Sous Vide Filet Mignon with Liver Compound Butter
This Filet Mignon is a fairly simple example of sous vide beef but that isn’t a bad thing. Instead, the recipe is focused on getting the exact right degree of doneness and letting the natural flavor of the steak shine through. With that in mind, the main additional flavor simply comes from the liver compound butter and this is more than enough.
As you can see in the image, the end result is perfectly cooked steak. Even more importantly, that outcome is consistent. This means no more guesswork, even with cooking a steak as thick as these ones.
Sous Vide Beef Shogayaki
This Sous Vide Beef Shogayaki is simplicity itself but it is an amazing meal to serve family and friends. In particular, there are few extra steps involved in the recipe and the prep work just involves making a flavor base that the meat is then cooked in. After that, it is just a matter of searing the meat and perhaps making some vegetables to go alongside.
The end result is an easy meal that is bound to impress.
Smoky Sous Vide Meatballs
Meatballs are a classic recipe, especially as they can be used in so many different situations and meals. These Smoky Sous Vide Meatballs are my own variation on that theme, where I take full advantage of the sous vide. The recipe also offers a smoky flavor, which allows them to complement many different meals.
I personally love using the sous vide for meatballs, even though they’re a pretty basic food.

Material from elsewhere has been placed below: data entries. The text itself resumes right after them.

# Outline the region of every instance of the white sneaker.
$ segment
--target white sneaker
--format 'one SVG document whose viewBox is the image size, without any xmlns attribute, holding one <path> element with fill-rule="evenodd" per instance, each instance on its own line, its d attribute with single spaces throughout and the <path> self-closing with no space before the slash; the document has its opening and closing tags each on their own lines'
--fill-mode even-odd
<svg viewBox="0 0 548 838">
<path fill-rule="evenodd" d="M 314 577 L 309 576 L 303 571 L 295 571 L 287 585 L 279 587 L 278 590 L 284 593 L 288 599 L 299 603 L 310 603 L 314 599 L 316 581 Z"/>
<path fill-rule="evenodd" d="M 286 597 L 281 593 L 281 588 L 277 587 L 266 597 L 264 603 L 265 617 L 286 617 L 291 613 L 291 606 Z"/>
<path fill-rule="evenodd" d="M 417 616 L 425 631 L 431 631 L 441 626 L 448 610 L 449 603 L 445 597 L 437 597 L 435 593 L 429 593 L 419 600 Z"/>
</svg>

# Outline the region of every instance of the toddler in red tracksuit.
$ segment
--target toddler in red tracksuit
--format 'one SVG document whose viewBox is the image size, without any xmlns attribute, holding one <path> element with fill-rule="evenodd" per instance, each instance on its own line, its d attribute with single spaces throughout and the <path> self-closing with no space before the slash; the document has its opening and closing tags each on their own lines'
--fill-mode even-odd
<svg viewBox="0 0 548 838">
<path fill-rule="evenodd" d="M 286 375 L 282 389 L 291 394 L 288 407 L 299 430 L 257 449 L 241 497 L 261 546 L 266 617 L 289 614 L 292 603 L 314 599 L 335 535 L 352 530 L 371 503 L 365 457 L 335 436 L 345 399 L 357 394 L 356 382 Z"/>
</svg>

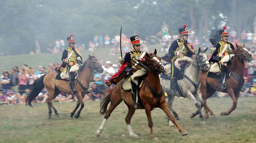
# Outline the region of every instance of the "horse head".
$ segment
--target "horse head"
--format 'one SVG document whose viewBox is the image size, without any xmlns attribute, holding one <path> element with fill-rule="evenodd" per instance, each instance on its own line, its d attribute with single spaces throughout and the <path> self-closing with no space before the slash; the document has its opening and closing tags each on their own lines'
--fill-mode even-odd
<svg viewBox="0 0 256 143">
<path fill-rule="evenodd" d="M 85 62 L 85 64 L 91 70 L 95 70 L 100 73 L 103 72 L 103 68 L 100 64 L 98 62 L 94 54 L 91 56 L 89 55 L 89 57 Z"/>
<path fill-rule="evenodd" d="M 245 48 L 245 45 L 244 43 L 243 46 L 238 45 L 236 44 L 236 48 L 234 51 L 236 56 L 242 62 L 249 62 L 252 59 L 252 55 L 250 51 Z"/>
<path fill-rule="evenodd" d="M 156 50 L 155 49 L 154 53 L 146 53 L 144 56 L 148 67 L 154 72 L 158 74 L 165 74 L 166 68 L 161 61 L 161 58 L 156 55 Z"/>
<path fill-rule="evenodd" d="M 203 71 L 208 71 L 210 68 L 210 63 L 205 54 L 205 52 L 208 48 L 206 48 L 201 50 L 201 47 L 199 47 L 198 52 L 195 56 L 194 59 L 195 59 L 197 65 L 200 67 L 200 70 Z"/>
</svg>

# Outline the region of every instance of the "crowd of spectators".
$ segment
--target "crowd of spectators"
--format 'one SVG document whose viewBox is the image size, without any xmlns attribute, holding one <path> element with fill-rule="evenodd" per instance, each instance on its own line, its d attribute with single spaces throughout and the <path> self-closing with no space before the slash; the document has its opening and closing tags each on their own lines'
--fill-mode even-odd
<svg viewBox="0 0 256 143">
<path fill-rule="evenodd" d="M 197 47 L 200 45 L 204 45 L 206 46 L 211 47 L 211 44 L 205 39 L 203 42 L 201 42 L 197 37 L 193 29 L 189 29 L 190 36 L 189 42 L 192 44 L 194 47 Z M 252 34 L 249 31 L 243 31 L 241 34 L 240 39 L 237 36 L 237 33 L 232 29 L 229 32 L 230 37 L 229 40 L 234 45 L 236 43 L 245 43 L 247 44 L 246 48 L 253 54 L 253 59 L 251 63 L 245 63 L 245 84 L 241 92 L 240 96 L 248 97 L 256 96 L 256 50 L 255 47 L 252 46 L 256 42 L 256 35 Z M 135 34 L 134 34 L 135 35 Z M 156 36 L 145 37 L 144 39 L 140 38 L 141 50 L 147 52 L 148 47 L 152 45 L 160 45 L 162 47 L 163 52 L 167 52 L 171 42 L 179 38 L 178 35 L 171 35 L 167 30 L 163 29 L 161 31 L 157 33 Z M 122 51 L 124 53 L 132 50 L 131 42 L 130 39 L 125 34 L 121 36 Z M 101 34 L 95 36 L 90 41 L 88 50 L 91 51 L 97 51 L 99 48 L 105 48 L 109 49 L 109 55 L 115 55 L 120 52 L 120 35 L 117 34 L 111 38 L 108 35 L 104 36 Z M 37 53 L 40 53 L 40 48 L 38 42 L 36 42 L 37 46 Z M 87 49 L 84 44 L 78 44 L 75 46 L 80 50 Z M 48 48 L 49 51 L 52 53 L 56 53 L 64 50 L 65 48 L 65 42 L 63 40 L 57 39 L 55 41 L 55 46 L 53 48 Z M 104 91 L 106 88 L 108 88 L 104 83 L 116 72 L 119 69 L 119 64 L 118 63 L 112 64 L 110 61 L 105 61 L 103 59 L 100 60 L 104 69 L 102 73 L 94 73 L 91 80 L 91 86 L 84 99 L 84 101 L 100 100 L 104 97 Z M 60 65 L 58 63 L 50 63 L 48 67 L 39 65 L 37 70 L 26 65 L 23 65 L 21 69 L 19 69 L 17 66 L 13 67 L 8 72 L 4 70 L 2 75 L 1 76 L 0 84 L 1 91 L 0 92 L 0 103 L 4 105 L 12 105 L 14 104 L 25 104 L 26 96 L 33 90 L 33 84 L 35 80 L 40 78 L 43 75 L 55 70 L 56 67 L 59 67 Z M 217 96 L 225 97 L 227 94 L 218 93 Z M 48 94 L 45 89 L 43 90 L 39 95 L 37 100 L 39 103 L 45 102 L 48 98 Z M 76 101 L 75 97 L 71 95 L 61 93 L 54 99 L 55 101 L 59 102 L 71 102 Z"/>
</svg>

The main reason is that meatballs may be easy to cook but they’re hard to get perfect. Instead, you often end up overcooking them or burning the outside before the middle is done. Sous vide lets you avoid all of those issues.
Sous Vide Smoked Beef Chuck
This Smoked Beef Chuck comes from seriouseats.com and it is a recipe that offers many traditional barbecue flavors while relying on the sous vide cooking approach. The choice of chuck beef is particularly interesting, giving people the chance to use an inexpensive cut of meat and still produce amazing results.
The recipe at hand has two components. The first is cooking through sous vide, which is what gives you the desired tenderness. The second component is finishing on the grill or oven and doing so offers you the barbecue-like smokiness. While there are multiple steps, creating this meal is much less labor-intensive than a traditional barbecue brisket and just as tasty.